Although some data have shown that co-regulated stress response genes tend to cluster in rice chromosomes [22], [23], the connectivity organization of these drought-responsive genes in chromosomes is still unclear. As the intramodular connectivity was more strongly correlated with functional significance than the whole network connectivity, we analyzed the distribution of gene intramodular connectivity values to reveal the organization of hub genes on rice chromosomes. Figure 8 shows the distribution of gene intramodular connectivity values in 1-Mb intervals on each rice chromosome. The distribution of hub genes varied both among the chromosomes and specific regions within each chromosome. Chromosomes 1, 2, 3 and 4 contained more hub genes, while only a few hub genes were found in chromosomes 5, 6, 11 and 12. In several chromosomal regions, relatively larger values of intramodular connectivity were mapped as hub gene clusters (intramodular connectivity value >100; corresponding chromosomal region longer than 0.5 Mb). A total of 30 hub gene clusters were found in the rice chromosomes.

thumbnail
Figure 8. Distribution of hub gene clusters and the overlapped drought tolerance QTLs in rice chromosomes.

Red and blue filled rectangles represent hub gene clusters and QTLs for rice drought tolerance, respectively.

https://doi.org/10.1371/journal.pone.0033748.g008

Compared to the mapping of quantitative trait loci (QTLs) for drought tolerance on rice chromosomes (QTL data from Q-TARO database, http://qtaro.abr.affrc.go.jp/) [24], we observed a significant association between the hub gene clusters and QTLs for drought tolerance, and a total of 18 hub gene clusters overlapped with these QTLs, which was far beyond expected by chance (p<0.005) (Figure 8). For instance, the hub gene cluster of chr10.1 overlapped with two QTLs that were associated with the root penetration index and the drought response index [25], [26]. It is interesting that this hub gene cluster contains nine drought-responsive genes and three of them (LOC_Os10g31660.1, LOC_Os10g31680.1 and LOC_Os10g31720.1) encode glycine-rich cell wall structural proteins in module 1. It is possible that the reduction of glycine-rich proteins is associated with the remodeling of vessel cell walls in rice roots during drought stress [27]. These data suggest that hub gene clusters are likely to be major components of the QTLs for drought tolerance in rice.

Discussion

Most of the existing studies used the Pearson-based correlation method to construct co-expression networks, but value-based methods are significantly limited by a homogeneous correlation threshold for all genes in the network [28]. In the study, we propose an integrative approach to construct gene co-expression networks. The preliminary gene network was constructed with the relative stringent correlation threshold in order to reduce false connections of weak correlations between drought-responsive genes. In order to avoid some genes in the highly intercorrelated module that may have many links to genes in other functional modules, we limited the maximum link number for each node, and any edges connecting two genes that did not belong to top 36 reciprocal ranks were removed from the network. Network module analysis showed module assignment of our network was highly preserved in the WGCNA network, and it meant our method was a robust model to detect functional modules in gene correlation network.
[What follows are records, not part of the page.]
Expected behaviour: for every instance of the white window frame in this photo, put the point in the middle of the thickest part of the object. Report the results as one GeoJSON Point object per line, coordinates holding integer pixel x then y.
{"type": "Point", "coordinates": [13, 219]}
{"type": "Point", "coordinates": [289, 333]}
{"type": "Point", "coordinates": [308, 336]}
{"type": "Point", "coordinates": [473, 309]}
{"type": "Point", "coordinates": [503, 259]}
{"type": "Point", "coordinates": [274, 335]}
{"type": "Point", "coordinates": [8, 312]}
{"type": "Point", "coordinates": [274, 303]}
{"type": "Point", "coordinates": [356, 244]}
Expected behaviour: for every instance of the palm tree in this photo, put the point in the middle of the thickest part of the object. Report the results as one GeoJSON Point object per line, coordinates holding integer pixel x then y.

The major objective for this study was to use the network-based approach to identify drought-responsive gene modules, providing new insights into the organization of functional modules in the response to drought stress. From publically available microarray data, we identified 2,607 rice genes that showed significant changes in gene expression under drought stress and more than half of the drought-responsive genes were highly intercorrelated to form 15 functional modules. These correlated transcriptional modules are biologically plausible, with enrichments for genes in common functional categories, stress response changes, tissue-specific expression and TF binding sites. Functional annotations show that some modules are enriched for genes involved in the response to stress, including OsbZip23, OsbZip72 and AP37 which have been validated as important factors affecting drought tolerance traits for rice [29][31]. Although approximately 20% of module genes still have not been functionally annotated, the high degree of transcriptional connectivity allows us to infer the role of these novel genes in drought response based on the known annotations of the stress-related genes in the modules.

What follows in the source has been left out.